The world economic crisis has had an impact on virtually everyone. Proceedings asked the commanders of the world's navies: The global economic downturn is obviously affecting the United States and its Navy. How is it affecting your navy's maritime strategy, operation, and force structure?
Admiral Khamthorn Pumhiran—Royal Thai Navy
Like every country, Thailand has been affected by the global economic turmoil. The Royal Thai government had to trim the budgets proposed by its departments and agencies. The Royal Thai Navy's operational plans are inevitably affected by these reduction measures, which definitely have an impact on the navy's maritime strategy, operation, and force structure. The navy is thus compelled to alter its conceptual plans and frameworks in those areas to suit existing circumstances, so that it can still maintain its primary responsibilities to at all times protect our sovereignty and maritime interests.

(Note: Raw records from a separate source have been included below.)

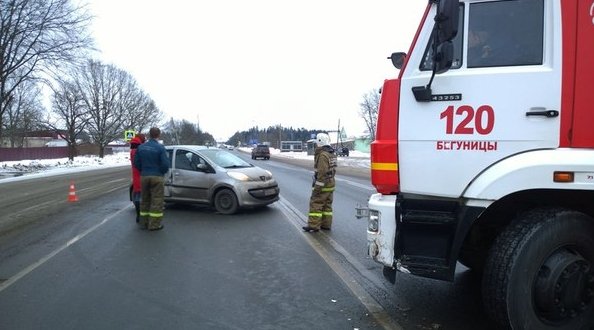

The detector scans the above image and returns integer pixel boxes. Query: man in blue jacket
[134,127,169,230]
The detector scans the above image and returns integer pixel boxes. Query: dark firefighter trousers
[139,176,165,229]
[307,186,334,229]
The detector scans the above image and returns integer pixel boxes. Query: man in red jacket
[130,134,145,223]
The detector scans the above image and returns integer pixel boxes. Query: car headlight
[227,172,250,181]
[367,210,380,233]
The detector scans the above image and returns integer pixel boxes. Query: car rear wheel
[214,189,239,214]
[483,209,594,330]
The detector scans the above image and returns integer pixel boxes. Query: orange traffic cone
[68,181,78,202]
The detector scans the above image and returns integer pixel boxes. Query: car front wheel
[214,188,239,214]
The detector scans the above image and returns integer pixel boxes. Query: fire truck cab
[358,0,594,329]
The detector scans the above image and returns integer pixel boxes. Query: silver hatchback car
[165,145,280,214]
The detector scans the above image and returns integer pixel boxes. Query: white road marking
[277,196,402,330]
[0,206,132,292]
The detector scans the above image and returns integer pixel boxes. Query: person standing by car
[130,134,145,223]
[134,127,169,230]
[303,133,337,232]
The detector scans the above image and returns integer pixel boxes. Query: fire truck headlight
[367,210,380,233]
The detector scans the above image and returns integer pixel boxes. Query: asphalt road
[0,152,489,329]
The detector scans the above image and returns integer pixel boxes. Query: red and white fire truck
[357,0,594,329]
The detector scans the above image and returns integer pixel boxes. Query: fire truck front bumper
[356,194,400,270]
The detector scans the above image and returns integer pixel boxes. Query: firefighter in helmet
[303,133,336,232]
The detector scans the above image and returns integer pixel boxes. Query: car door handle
[526,110,559,118]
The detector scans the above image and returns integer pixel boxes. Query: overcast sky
[87,0,427,141]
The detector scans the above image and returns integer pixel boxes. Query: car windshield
[200,149,254,168]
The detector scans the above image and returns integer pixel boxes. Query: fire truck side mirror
[388,52,406,70]
[433,41,454,74]
[435,0,460,44]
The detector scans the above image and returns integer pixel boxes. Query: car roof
[165,144,215,150]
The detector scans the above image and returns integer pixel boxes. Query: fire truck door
[398,0,561,197]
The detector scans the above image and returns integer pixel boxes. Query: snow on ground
[0,148,370,183]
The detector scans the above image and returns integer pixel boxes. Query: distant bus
[281,141,303,152]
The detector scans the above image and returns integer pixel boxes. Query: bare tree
[2,81,42,148]
[123,90,163,132]
[45,79,89,160]
[0,0,93,136]
[359,89,380,139]
[77,60,162,157]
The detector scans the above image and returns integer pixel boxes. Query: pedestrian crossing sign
[124,130,135,142]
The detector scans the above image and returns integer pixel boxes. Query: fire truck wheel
[482,208,594,330]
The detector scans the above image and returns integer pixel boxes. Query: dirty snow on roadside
[0,148,370,182]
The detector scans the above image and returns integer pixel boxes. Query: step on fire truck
[357,0,594,329]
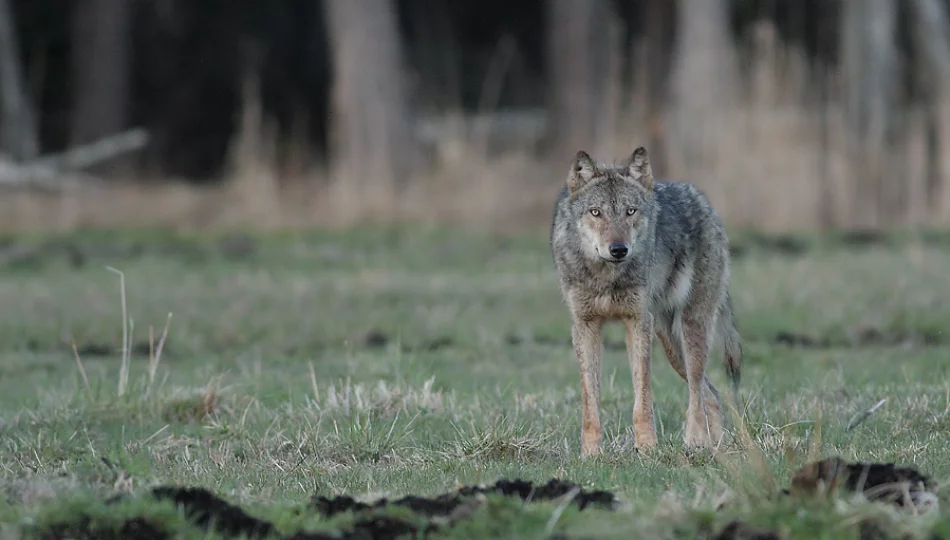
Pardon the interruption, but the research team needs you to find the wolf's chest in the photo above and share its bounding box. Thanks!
[573,287,646,319]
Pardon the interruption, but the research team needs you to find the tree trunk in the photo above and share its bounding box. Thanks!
[910,0,950,213]
[547,0,618,159]
[70,0,132,144]
[841,0,906,227]
[0,0,39,161]
[324,0,416,194]
[671,0,738,168]
[634,0,676,177]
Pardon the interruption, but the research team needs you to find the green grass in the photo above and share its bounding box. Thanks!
[0,228,950,539]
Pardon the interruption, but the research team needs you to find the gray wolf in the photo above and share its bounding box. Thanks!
[550,147,742,457]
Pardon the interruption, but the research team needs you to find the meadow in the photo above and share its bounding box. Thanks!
[0,226,950,539]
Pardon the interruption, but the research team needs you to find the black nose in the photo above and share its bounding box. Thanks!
[607,242,627,259]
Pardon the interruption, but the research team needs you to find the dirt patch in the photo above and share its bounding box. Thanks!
[0,233,259,270]
[310,479,615,517]
[785,456,937,509]
[39,479,616,540]
[771,326,947,349]
[712,520,782,540]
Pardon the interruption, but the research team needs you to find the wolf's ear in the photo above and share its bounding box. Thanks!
[567,150,597,193]
[627,146,653,189]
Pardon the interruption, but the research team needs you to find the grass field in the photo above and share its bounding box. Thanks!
[0,228,950,539]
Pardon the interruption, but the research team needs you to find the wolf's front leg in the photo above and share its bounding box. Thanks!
[683,315,722,446]
[571,318,604,457]
[623,312,656,449]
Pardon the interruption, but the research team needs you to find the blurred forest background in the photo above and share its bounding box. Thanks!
[0,0,950,231]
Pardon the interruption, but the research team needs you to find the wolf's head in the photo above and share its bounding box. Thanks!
[567,146,656,263]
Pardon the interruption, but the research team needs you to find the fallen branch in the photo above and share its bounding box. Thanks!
[0,129,149,189]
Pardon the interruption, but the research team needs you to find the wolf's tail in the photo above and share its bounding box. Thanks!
[717,293,742,403]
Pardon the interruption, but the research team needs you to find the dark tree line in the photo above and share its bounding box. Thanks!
[0,0,947,196]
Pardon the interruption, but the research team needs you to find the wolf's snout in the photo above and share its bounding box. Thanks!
[607,242,630,259]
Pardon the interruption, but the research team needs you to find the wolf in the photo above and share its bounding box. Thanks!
[550,146,742,457]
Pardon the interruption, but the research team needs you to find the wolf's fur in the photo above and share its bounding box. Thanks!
[550,147,742,456]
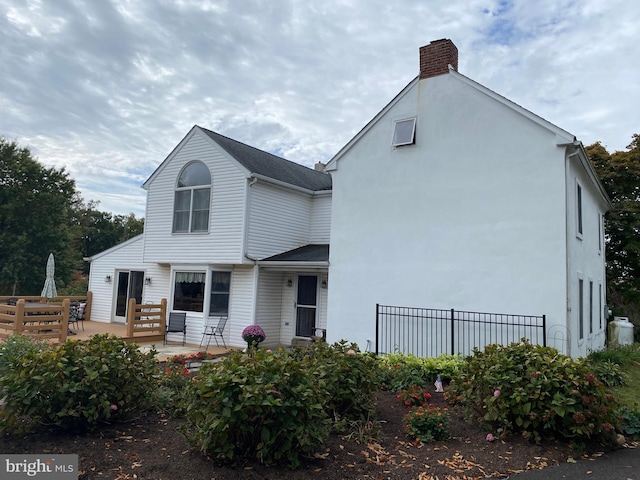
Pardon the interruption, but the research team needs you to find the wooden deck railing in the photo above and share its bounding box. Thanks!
[0,297,71,343]
[125,298,167,342]
[0,291,93,321]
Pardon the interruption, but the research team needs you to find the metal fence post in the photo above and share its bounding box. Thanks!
[376,303,380,356]
[451,308,456,355]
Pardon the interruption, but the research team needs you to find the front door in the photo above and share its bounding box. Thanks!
[114,270,144,323]
[296,275,318,337]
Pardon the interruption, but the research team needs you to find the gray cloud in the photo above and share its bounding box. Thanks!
[0,0,640,215]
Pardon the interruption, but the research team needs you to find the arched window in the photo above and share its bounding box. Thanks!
[173,162,211,233]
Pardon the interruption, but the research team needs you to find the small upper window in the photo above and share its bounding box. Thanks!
[391,118,416,147]
[173,162,211,233]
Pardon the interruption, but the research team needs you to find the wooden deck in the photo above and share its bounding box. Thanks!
[67,320,231,361]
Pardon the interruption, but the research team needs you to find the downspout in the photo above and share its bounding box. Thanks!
[243,175,260,324]
[564,148,578,357]
[242,175,258,265]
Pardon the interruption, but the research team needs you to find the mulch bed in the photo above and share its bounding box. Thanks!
[0,391,616,480]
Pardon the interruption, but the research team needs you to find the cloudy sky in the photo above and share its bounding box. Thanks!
[0,0,640,217]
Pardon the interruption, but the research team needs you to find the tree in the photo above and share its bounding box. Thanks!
[73,200,144,273]
[586,134,640,315]
[0,137,79,295]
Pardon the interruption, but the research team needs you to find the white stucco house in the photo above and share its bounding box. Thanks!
[89,126,331,346]
[89,40,610,356]
[326,39,610,356]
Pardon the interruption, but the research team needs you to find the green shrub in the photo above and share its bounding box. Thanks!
[291,340,380,425]
[404,405,449,443]
[587,359,627,387]
[587,344,640,367]
[380,353,463,393]
[455,339,618,441]
[0,335,157,431]
[0,335,51,373]
[184,349,331,468]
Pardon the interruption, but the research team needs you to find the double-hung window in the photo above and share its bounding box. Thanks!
[173,272,206,312]
[209,272,231,317]
[173,162,211,233]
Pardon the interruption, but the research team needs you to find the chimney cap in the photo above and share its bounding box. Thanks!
[420,38,458,79]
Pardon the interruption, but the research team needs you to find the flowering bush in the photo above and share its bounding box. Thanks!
[182,349,331,468]
[443,386,462,407]
[396,385,431,407]
[242,325,267,348]
[291,340,380,429]
[167,352,215,365]
[404,405,449,443]
[379,353,464,393]
[0,335,157,431]
[454,339,619,441]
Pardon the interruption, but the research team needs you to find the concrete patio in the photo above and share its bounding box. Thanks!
[67,321,232,361]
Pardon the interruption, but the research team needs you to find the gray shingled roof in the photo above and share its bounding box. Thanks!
[198,127,331,191]
[262,244,329,262]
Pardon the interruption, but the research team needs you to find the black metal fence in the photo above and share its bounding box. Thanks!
[376,304,546,357]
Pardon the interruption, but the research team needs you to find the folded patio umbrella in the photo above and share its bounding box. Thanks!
[40,253,58,298]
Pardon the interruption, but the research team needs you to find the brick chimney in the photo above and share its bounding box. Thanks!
[420,38,458,79]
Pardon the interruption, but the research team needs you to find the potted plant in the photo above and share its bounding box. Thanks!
[242,325,266,350]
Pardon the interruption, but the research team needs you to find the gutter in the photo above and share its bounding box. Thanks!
[249,173,331,195]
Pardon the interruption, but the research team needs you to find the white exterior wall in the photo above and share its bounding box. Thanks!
[89,236,169,322]
[309,193,331,244]
[225,266,255,347]
[247,182,312,259]
[255,269,284,347]
[328,75,566,349]
[566,157,607,356]
[144,130,247,263]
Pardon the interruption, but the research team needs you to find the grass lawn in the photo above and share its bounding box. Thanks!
[612,361,640,409]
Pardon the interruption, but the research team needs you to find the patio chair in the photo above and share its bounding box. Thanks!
[69,303,86,335]
[164,312,187,345]
[200,317,227,348]
[67,303,79,335]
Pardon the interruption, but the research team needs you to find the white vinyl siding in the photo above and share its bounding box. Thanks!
[309,195,331,243]
[225,266,257,346]
[256,270,286,347]
[247,182,312,258]
[89,236,169,322]
[144,130,247,263]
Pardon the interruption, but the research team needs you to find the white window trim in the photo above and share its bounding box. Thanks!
[391,117,417,148]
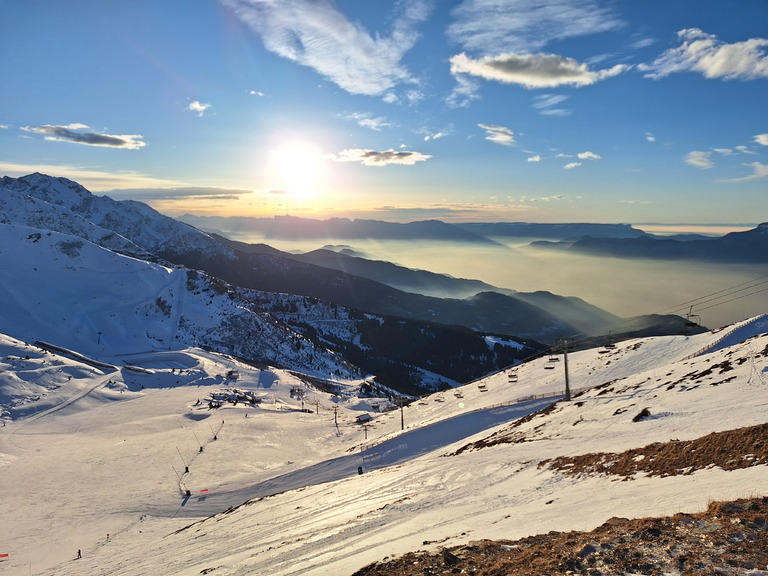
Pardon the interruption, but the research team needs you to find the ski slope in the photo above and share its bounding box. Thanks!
[0,317,768,576]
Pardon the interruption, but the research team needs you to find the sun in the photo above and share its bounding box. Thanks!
[272,141,320,195]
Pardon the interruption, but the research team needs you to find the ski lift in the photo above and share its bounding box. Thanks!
[681,306,701,334]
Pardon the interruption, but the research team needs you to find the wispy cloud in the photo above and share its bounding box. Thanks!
[21,123,147,150]
[342,112,392,132]
[220,0,431,96]
[533,94,571,116]
[450,52,629,88]
[109,186,253,202]
[447,0,623,56]
[0,162,184,192]
[720,162,768,183]
[685,150,715,169]
[424,130,448,142]
[478,124,515,146]
[445,74,480,108]
[187,100,211,116]
[639,28,768,80]
[326,148,432,166]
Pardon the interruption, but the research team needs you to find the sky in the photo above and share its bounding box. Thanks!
[0,0,768,225]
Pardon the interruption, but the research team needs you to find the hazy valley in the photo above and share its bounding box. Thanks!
[0,174,768,576]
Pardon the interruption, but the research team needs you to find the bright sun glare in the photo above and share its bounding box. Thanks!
[273,141,320,194]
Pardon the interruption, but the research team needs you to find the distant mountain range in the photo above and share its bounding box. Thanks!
[533,223,768,264]
[0,174,708,393]
[179,214,644,244]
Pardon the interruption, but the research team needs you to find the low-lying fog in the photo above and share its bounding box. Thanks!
[230,237,766,328]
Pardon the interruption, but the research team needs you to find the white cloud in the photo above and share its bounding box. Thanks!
[685,150,714,169]
[343,112,392,132]
[424,132,448,142]
[640,28,768,80]
[720,162,768,182]
[445,74,480,108]
[478,124,515,146]
[450,53,629,88]
[187,100,211,116]
[533,94,571,116]
[447,0,623,56]
[0,162,185,192]
[21,123,147,150]
[220,0,431,96]
[327,148,432,166]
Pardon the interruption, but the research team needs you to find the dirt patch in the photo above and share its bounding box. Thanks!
[539,424,768,479]
[354,497,768,576]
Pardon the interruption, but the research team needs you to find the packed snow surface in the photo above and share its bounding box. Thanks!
[0,317,768,576]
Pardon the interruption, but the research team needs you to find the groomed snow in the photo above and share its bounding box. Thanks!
[0,317,768,576]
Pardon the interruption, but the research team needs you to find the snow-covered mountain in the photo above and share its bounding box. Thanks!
[0,317,768,576]
[0,225,358,377]
[0,174,531,393]
[0,173,232,260]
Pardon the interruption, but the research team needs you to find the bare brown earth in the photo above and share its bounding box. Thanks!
[354,424,768,576]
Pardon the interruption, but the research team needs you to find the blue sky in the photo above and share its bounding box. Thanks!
[0,0,768,224]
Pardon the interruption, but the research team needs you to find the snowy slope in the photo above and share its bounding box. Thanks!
[0,225,354,376]
[0,318,768,576]
[0,173,232,260]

Strategically speaking, the world economic downturn has had a great impact on the navy's defense and deterrence strategies, where continuous enhancement of naval capabilities and force readiness is essential. To address its shortcomings, the navy needs to rely more heavily on military cooperation with its allies. This strategy is defensive by nature in which a problem can be soon resolved at the negotiating table before it turns into a conflict. Should it result in armed confrontation, it would be brought under control in an expeditious manner. However, such measures must be based on mutual benefits, and respected with honor and prestige by the international community.
As far as daily operations are concerned, the world economic recession has greatly affected the number of ships and aircraft we are able to deploy in maritime patrol and aerial reconnaissance within our operational areas. The navy must seek cooperation on various related fields from the general public and other concerned agencies and units, both at home and abroad, to help keep up its performance as effectively as possible within its limited budget. For instance, we rely on fishermen to patrol their fishing grounds and then share intelligence and information with neighboring countries involved in the Malacca Strait joint patrol.
With regard to the force structure, the navy needs to delay many of its planned equipment procurement programs as outlined in the Royal Thai Navy Enhancement and Development Plan. The navy is now becoming more self-reliant in research and development, such as with the indigenous construction of patrol craft 991 to 994 and offshore patrol vessels. In addition, specifications for new equipment, while directed toward current mission accomplishment and mutual international cooperation, must include multifunction and future upgrade capabilities.
The Royal Thai Navy must review its roles and strategies as an operational guide for efficient implementation of its resources while operating on a shoestring budget. Maintenance of a properly sized, tailored, and efficient force structure, both at regional and national levels, is essential to achieving and sustaining effective maritime security now and in the future.